The cellular origin of exosomes may determine their inhibitory or activation function. Thus, exosomes derived from dendritic cells target other recipient dendritic cells via LFA-1–ICAM-1, and increase their capacity to stimulate T cell tumoricidal activity [124]. In contrast, exosomes derived from T cells, when introduced in mice, target dendritic cells via LFA-1 and modulate their function, inhibiting CD4 and CD8 T cell anti-tumoral activity [119,120]. Furthermore, exosomes bearing ICAM-1 that are produced by cancer cells can block adhesion of leukocytes to endothelial cells [125]. In general, the exosomes derived from cancer cells carry immunosuppressive factors that inhibit immune cell functions [126]. Tumor-derived exosomes that are present in plasma have the potential to function as biomarkers for cancer progression [114,126]. Interfering with the function of cancer-derived exosomes is a promising approach to reestablish normal immune cell function.

3. Conclusions

In this review, we have commented on studies that report a link between either the integrin LFA-1 or its ligand ICAM-1 and cancer. Leukemic cells that express this integrin can be targeted by anti-LFA-1 drugs. However, targeting membrane LFA-1 comes with the associated problem of cell specificity, due to the expression of LFA-1 in normal leukocytes and the potential for immune dysfunction. Despite the importance of LFA-1 in leukocyte biology, few convenient drugs that target LFA-1 or its signaling pathway have reached the clinical stage.

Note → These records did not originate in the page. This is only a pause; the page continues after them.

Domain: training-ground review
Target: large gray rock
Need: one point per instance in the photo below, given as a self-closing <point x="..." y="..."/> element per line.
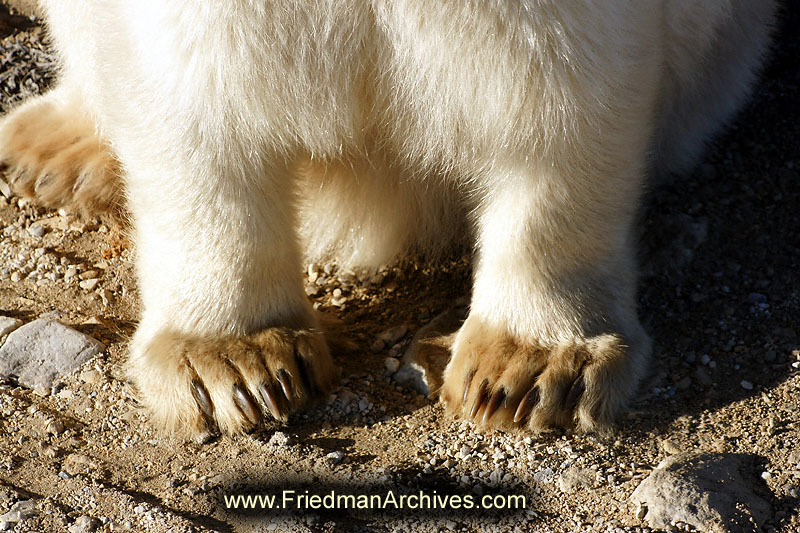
<point x="710" y="492"/>
<point x="424" y="362"/>
<point x="40" y="351"/>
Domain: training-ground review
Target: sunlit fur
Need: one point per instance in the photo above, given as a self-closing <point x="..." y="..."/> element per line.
<point x="254" y="135"/>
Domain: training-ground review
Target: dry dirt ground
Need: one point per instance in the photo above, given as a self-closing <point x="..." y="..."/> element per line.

Meanwhile, despite the fact that tumors of non-hematopoietic origin do not express LFA-1, they are often accompanied by an immunosuppressive microenvironment, which provides them with survival and growth signals. In this context, it is the leukocyte infiltrate supporting the tumor that can be targeted through LFA-1. This is an underexplored approach given the difficulty of categorizing tumors according to the type of leukocyte infiltrate involved.

We have discussed in more detail CLL: a leukemia for which the available information suggests that LFA-1 could be of therapeutic value. In CLL cells, the signaling regulating LFA-1 activity seems to be impaired, limiting CLL cell migration and increasing cell survival. Curiously, LFA-1 activity is also impaired in the T cells of CLL patients, which are dysfunctional. A useful therapy for this leukemia has been derived from an inhibitor of Bruton’s tyrosine kinase: ibrutinib, which blocks essential signaling in CLL cell activation, including the inside-out signaling linking B-cell membrane receptors and chemokine receptors to activation of LFA-1.

As opposed to LFA-1, ICAM-1 is present in several non-hematopoietic tumors where it can play different roles that also seem to be context dependent. This is an added difficulty in the targeting of ICAM-1 for therapeutic use.

Finally, we have introduced the non-trivial role of exosomes harboring LFA-1 or ICAM-1 in cancer. Few data are yet available concerning the importance of LFA-1–ICAM-1 interaction for the function of exosomes in tumor biology. Understanding how cancer cells use exosomes to modulate the immune system will help to prevent their action and promote the anti-tumoral potential of the immune system.